Your laptop already paid for a GPU. Your AI loops ignore it.

You've got an agent refining code. It writes, runs the tests, fails, fixes, runs again. Twenty rounds. Fifty. Every round is a call to a paid model.

None of those rounds needed the best model in the world. Most of them a small open-weights model running on the machine in front of you would have handled. But they all went to the cloud, at premium rates, because your tooling couldn't tell the difference.

That's the thing we built to fix. It's called hibrid, it's open source, and the idea is easy to say and oddly hard to find: a router that knows what your machine can run and decides, on its own, what runs locally and what goes to the cloud. Without you thinking about it.

the gap nobody looks at

The market split in two.

On one side, the cloud gateways — OpenRouter, LiteLLM and the rest. They route well between paid models. But your computer doesn't exist to them: your GPU, your 32GB of RAM, the Mac with unified memory that can hold a 70B — none of it enters the math.

On the other side, the local apps — Ollama, LM Studio. They run models on your machine beautifully. But deciding when to use local and when to use the cloud is on you, by hand, model by model.

The crossing of the two — an automatic router that looks at your hardware and your access to paid models and splits the work by task — until now only lived in research papers. Not in something you can install.

what hibrid does

Three decisions, all automatic, all transparent.

It knows what your machine runs, for real. On startup hibrid detects your RAM, your VRAM, your chip, and runs a micro-benchmark that measures the actual tokens-per-second of the models you have. It doesn't trust a table off the internet. It measures your machine. As far as we can tell, no other router does this.

It splits by the type of task, not just the question.
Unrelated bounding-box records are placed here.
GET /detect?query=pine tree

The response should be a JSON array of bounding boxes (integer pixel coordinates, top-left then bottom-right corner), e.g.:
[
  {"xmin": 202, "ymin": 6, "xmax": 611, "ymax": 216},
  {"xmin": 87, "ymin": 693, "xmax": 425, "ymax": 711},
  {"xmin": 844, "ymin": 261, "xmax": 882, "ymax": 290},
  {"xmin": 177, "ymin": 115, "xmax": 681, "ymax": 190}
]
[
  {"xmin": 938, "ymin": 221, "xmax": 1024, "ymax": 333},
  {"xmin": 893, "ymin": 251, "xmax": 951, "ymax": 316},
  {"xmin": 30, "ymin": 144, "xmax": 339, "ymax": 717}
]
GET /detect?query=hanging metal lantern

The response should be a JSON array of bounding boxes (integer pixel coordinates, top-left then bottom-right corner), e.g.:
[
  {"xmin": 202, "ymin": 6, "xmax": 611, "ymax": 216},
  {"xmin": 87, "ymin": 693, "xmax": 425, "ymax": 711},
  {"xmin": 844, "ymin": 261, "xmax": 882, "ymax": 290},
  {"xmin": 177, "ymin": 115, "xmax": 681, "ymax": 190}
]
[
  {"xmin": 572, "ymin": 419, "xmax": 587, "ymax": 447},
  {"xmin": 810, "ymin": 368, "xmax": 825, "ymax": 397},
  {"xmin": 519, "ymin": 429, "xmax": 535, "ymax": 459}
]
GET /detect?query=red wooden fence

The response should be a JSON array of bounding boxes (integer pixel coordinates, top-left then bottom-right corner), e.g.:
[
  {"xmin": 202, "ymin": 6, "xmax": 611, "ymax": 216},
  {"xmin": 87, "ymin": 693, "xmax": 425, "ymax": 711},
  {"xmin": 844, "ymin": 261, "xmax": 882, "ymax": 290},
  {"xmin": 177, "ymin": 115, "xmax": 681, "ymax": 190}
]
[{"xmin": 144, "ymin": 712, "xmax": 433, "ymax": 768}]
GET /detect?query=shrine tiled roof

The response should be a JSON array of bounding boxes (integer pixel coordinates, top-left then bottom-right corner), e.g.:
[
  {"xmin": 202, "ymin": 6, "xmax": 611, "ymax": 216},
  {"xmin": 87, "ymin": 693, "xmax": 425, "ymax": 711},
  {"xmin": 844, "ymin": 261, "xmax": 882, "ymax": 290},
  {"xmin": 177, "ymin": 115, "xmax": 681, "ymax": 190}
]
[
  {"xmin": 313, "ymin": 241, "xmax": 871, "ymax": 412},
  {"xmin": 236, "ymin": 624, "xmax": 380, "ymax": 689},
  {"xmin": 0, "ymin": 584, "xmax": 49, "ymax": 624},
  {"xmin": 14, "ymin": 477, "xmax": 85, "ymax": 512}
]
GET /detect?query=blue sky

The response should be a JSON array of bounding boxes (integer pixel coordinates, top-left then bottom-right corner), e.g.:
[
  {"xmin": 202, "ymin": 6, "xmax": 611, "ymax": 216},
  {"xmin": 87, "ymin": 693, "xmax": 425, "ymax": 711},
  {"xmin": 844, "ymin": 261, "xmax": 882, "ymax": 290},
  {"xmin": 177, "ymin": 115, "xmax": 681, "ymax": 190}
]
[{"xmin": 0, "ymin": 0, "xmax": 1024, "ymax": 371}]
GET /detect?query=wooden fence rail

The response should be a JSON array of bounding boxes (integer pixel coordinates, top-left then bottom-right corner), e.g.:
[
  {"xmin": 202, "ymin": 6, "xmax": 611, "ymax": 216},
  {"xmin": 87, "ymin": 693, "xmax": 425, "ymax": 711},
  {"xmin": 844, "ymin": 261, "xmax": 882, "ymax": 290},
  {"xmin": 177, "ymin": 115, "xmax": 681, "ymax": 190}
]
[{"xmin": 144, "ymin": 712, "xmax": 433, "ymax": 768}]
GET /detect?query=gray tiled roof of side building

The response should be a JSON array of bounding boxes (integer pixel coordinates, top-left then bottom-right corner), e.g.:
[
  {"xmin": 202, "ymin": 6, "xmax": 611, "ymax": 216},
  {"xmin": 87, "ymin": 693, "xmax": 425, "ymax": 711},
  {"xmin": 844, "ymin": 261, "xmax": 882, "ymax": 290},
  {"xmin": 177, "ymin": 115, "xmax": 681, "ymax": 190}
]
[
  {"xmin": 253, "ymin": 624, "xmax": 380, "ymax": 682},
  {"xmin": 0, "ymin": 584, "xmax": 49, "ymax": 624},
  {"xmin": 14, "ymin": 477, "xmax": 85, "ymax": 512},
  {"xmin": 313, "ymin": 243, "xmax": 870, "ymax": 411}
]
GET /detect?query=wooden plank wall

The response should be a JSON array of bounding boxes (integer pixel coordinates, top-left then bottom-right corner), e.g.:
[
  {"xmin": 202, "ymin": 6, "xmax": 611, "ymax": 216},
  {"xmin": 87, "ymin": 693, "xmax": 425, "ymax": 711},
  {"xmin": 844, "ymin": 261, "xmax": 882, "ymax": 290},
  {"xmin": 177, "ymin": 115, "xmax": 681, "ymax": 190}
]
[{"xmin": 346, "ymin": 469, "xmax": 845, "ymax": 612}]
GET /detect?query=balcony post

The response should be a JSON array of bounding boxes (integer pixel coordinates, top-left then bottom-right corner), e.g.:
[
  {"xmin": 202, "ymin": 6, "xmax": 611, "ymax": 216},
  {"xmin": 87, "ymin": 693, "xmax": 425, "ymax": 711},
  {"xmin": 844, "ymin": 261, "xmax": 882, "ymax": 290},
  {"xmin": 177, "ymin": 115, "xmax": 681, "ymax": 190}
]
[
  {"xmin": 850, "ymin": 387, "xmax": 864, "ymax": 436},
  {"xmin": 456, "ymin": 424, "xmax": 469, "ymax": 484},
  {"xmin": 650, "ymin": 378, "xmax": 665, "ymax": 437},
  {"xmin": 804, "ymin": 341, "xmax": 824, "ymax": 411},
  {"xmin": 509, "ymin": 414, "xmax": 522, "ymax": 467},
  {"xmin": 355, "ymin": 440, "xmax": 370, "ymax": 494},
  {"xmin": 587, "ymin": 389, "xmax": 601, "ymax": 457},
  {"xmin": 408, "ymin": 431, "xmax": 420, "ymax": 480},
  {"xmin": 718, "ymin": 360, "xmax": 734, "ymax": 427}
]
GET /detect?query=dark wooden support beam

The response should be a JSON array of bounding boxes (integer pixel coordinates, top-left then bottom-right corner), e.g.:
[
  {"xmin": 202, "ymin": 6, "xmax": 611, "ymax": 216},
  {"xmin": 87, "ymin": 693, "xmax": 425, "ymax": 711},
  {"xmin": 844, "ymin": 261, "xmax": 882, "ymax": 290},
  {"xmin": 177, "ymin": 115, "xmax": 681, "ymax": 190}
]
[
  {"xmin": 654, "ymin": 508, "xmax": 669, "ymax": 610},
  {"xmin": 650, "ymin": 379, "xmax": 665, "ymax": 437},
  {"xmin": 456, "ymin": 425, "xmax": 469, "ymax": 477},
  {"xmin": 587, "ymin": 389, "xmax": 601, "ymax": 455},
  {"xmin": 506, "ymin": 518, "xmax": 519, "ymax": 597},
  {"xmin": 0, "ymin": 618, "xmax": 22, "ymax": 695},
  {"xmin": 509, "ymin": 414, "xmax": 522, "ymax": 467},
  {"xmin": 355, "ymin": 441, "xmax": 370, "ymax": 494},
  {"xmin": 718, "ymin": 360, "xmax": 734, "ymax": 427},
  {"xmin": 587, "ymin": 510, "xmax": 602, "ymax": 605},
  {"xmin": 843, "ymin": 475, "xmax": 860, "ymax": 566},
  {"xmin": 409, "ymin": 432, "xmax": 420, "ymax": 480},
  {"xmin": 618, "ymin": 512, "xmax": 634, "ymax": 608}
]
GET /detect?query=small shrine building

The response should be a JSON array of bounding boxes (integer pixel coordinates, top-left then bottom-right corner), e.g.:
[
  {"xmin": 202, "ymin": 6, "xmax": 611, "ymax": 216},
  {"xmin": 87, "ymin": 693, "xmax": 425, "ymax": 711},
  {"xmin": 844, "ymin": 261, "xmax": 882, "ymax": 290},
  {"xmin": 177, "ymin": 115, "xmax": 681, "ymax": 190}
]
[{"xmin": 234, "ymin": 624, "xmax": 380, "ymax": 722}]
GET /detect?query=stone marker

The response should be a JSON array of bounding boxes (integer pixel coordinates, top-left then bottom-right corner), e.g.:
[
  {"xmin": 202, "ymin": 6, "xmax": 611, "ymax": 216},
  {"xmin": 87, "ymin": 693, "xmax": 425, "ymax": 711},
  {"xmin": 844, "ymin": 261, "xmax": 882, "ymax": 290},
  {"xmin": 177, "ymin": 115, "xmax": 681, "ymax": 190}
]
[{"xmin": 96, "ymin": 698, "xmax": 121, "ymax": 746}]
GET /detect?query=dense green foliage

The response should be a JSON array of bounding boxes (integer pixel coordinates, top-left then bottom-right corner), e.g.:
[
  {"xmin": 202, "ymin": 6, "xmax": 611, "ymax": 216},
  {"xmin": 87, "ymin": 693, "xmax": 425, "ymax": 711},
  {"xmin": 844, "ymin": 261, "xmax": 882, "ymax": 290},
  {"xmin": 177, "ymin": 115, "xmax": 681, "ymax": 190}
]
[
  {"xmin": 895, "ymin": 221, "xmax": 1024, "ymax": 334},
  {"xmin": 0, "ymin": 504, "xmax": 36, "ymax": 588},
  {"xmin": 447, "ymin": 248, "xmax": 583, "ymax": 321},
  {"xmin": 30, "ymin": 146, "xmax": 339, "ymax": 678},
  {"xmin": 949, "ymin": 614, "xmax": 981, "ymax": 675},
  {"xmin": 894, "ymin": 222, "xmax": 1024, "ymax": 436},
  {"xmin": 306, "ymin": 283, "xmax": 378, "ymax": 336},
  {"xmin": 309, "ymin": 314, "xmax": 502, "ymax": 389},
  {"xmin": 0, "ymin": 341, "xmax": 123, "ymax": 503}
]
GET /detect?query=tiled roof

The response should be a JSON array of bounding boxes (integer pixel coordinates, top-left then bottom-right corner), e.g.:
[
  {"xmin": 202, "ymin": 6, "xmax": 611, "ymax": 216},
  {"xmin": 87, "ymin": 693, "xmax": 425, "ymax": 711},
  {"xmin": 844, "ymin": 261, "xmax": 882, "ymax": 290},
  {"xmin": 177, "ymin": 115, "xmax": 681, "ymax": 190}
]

This is the piece that changes the bill. A one-off hard task can earn the expensive model: you pay for it once. But a loop — refining code, iterative QA — is dozens or hundreds of calls. hibrid sends those local first and saves the paid model for the one moment it earns its keep: the final check. The loop runs free; the expensive model signs off. Once.

Your sensitive data doesn't leave your machine. If hibrid spots personal data in what you're about to send — an email, an ID number, a key — it forces local execution. It's not a preference you can forget to turn on. It's the rule. A cloud gateway can't promise you that: your text already traveled to a third party before anything was decided.

And all of this speaks the language you already use: an OpenAI-compatible API. Adopting hibrid is changing the URL. That's it.

why this belongs to the community, not to us

hibrid gets better when it knows what each machine runs. And we don't know that — you do, each of you with your own hardware.

So the core piece is a shared benchmark registry. You install hibrid, it measures your machine, and — if you want — you share the result: hardware and speed only, never your prompts. In return, the next person who shows up with a laptop like yours routes well from minute one, without waiting to measure.

You contribute a data point that costs you nothing and saves the next person money. The next person does the same for you. That's a community, not a user list. The code is Apache-2.0; the routing profiles are shared and improved together. If you've got an unusual machine, your benchmark is exactly what the project is missing.

how we built it — in an afternoon, with a team of agents

One detail that says something about the moment we're in. hibrid's design didn't come out of a single head. We stood up a team of three AI agents working in parallel: one swept the scientific literature on cloud-local routing, one mapped which models run on which hardware and at what real speed, and a third compared everything already on the market and crossed its findings with the other two.

The design came out of that, and the code came out of the design. Three agents researching as a team, not as three separate searches. It's also exactly the kind of work — long research and refinement loops — that hibrid is built for.

a fair warning

This is day one. The engine works and the decision logic is tested, but the benchmark registry is just being seeded and the confidence calibration will get sharper the more it's used. If you route something hard to a local model that can't handle it, the cascade is supposed to catch it and escalate — that's the part I'd push on hardest if you're kicking the tires. Tell me where it breaks.

try it

pip install hibrid
hibrid serve
curl localhost:8095/v1/node   # see what it says about your machine

Point your usual client at localhost:8095 and let it decide. If it saves you a bill, pay it back: share your machine's benchmark in the repo. It's the easiest contribution and the most useful one.

The router that knows your machine. Open source. Yours.